BAD BAG TAX: Bill Ebeck, who works for a company that makes plastic grocery bags, writes in an opinion piece for MarylandReporter.com that the proposed bag tax has an unintended adverse effect upon shoppers and the economy.

$420M CUT: Len Lazarick of MarylandReporter.com writes that the House Appropriations Committee finished cutting Gov. O’Malley’s fiscal 2014 budget Friday, and the final tally released Monday night in its report to the House shows the budget is $420 million less than what the governor proposed, bringing it slightly under $37 billion.

LEVEL COUNTY SPENDING: Andy Brownfield of the Washington Examiner writes about a bill before the Maryland Senate that would require counties to maintain current levels of spending on public safety, transportation and libraries, which critics say will almost certainly lead to county tax increases.

EYE ON ANNAPOLIS: The Daily Record’s Alex Pyles and Steve Lash, in its Eye on Annapolis podcast, discuss how Virginia might have been the catalyst for the latest transportation bill and which amendment might kill the pit-bull bill after months of work.

LIMITING EFFECTIVE DATES: The Gazette’s Kevin James Shay writes that legislation that passed the state House of Delegates on Friday that would limit the dates that regulations can go into effect from daily to four times a year could help reduce the workload of small businesses.

RACE HORSE DEATH STUDY: Chris Korman of the Sun reports that 10 horses were injured and euthanized at Laurel Park over nearly six weeks this year, prompting the state to investigate why the rate of deaths at the racetrack had spiked so drastically and suddenly. On Monday, a report on the state investigation did not identify a cause for the rise in deaths. Instead, the Maryland Racing Commission suggested in its report a tightening of current safety protocols and increased study of fallen horses.

LEGALIZING POT: The editorial board of the Sun writes that the go-slow approach to legalizing medical marijuana adopted by Gov. O’Malley is the best approach at this time.

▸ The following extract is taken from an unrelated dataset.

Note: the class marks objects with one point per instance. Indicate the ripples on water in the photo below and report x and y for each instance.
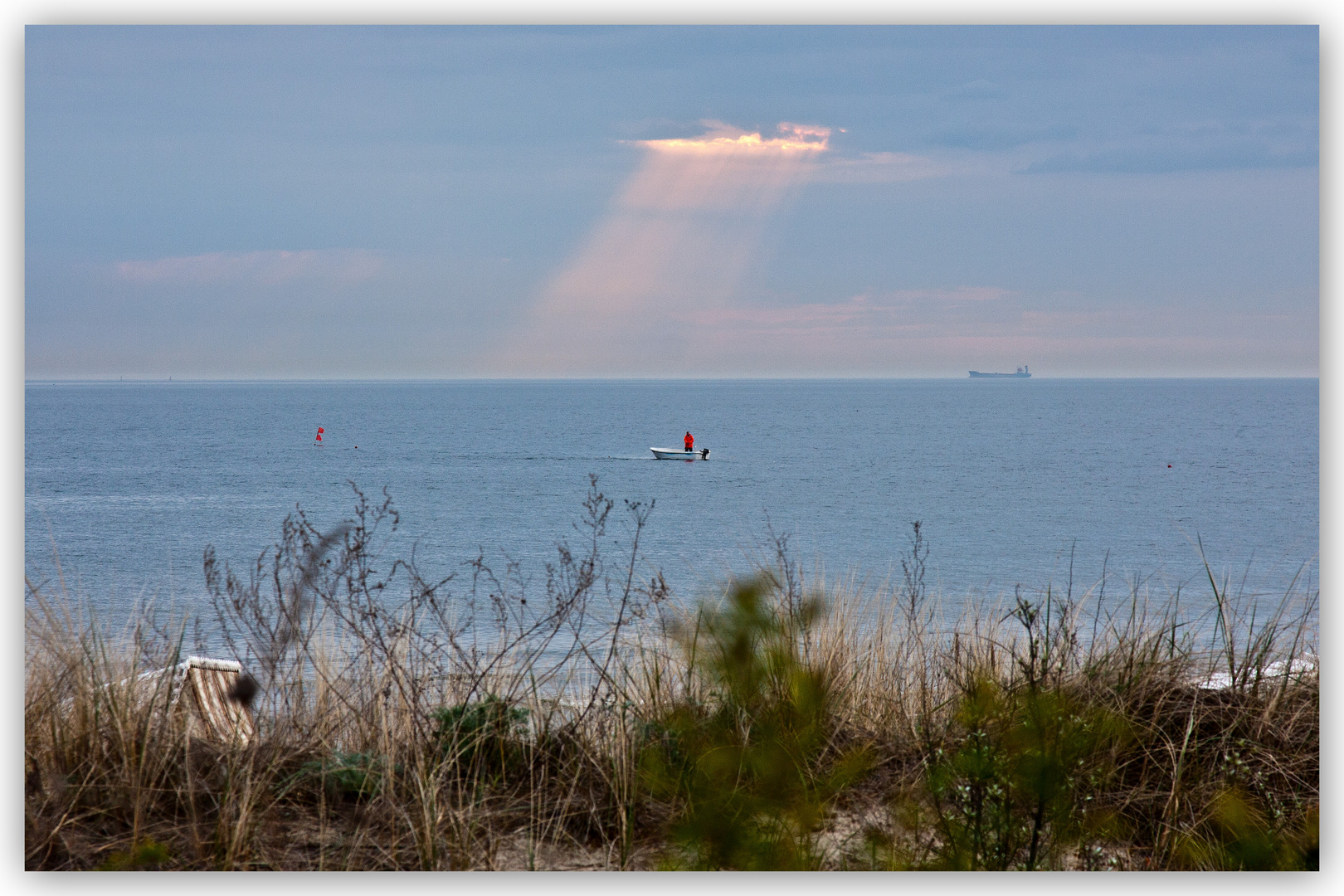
(130, 481)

DEER HUNTING BILL: A report in the Cumberland Times-News says that legislation that would have required deer hunters in Garrett County to take only bucks with at least three antler points on one side was withdrawn Monday by its sponsor, Del. Wendell Beitzel.

GLADDEN ON DEATH PENALTY: Kate Havard of the Post interviews Sen. Lisa Gladden in this week’s Unspun column. Gladden, who has been a longtime opponent of the death penalty, talks about the possibility of its repeal.

DELANEY CALLS FOR DIVERSIFICATION: Ryan Marshall of the Gazette reports that first-term U.S. Rep. John Delaney said on Friday that Maryland’s reliance on government jobs and federal spending make it too vulnerable to a budget upheaval like sequestration, so it must diversify its economic base to better weather shifts in government spending.

CITY CASINO WORK HALTED: A Baltimore Circuit Court judge ordered a halt Monday to construction work on the city’s planned casino until a hearing Friday on a lawsuit by Westport residents alleging that the city and state improperly approved an inadequate cleanup of industrial contamination at the site, Tim Wheeler reports in the Sun.

NO JAIL SOUGHT FOR LEOPOLD: State prosecutors won’t ask a judge to put Anne Arundel’s former county executive behind bars at his sentencing Thursday. Instead, they will ask the judge to order John Leopold to pay $100,000 in fines and complete 500 hours of community service, reports Allison Bourg for the Capital-Gazette.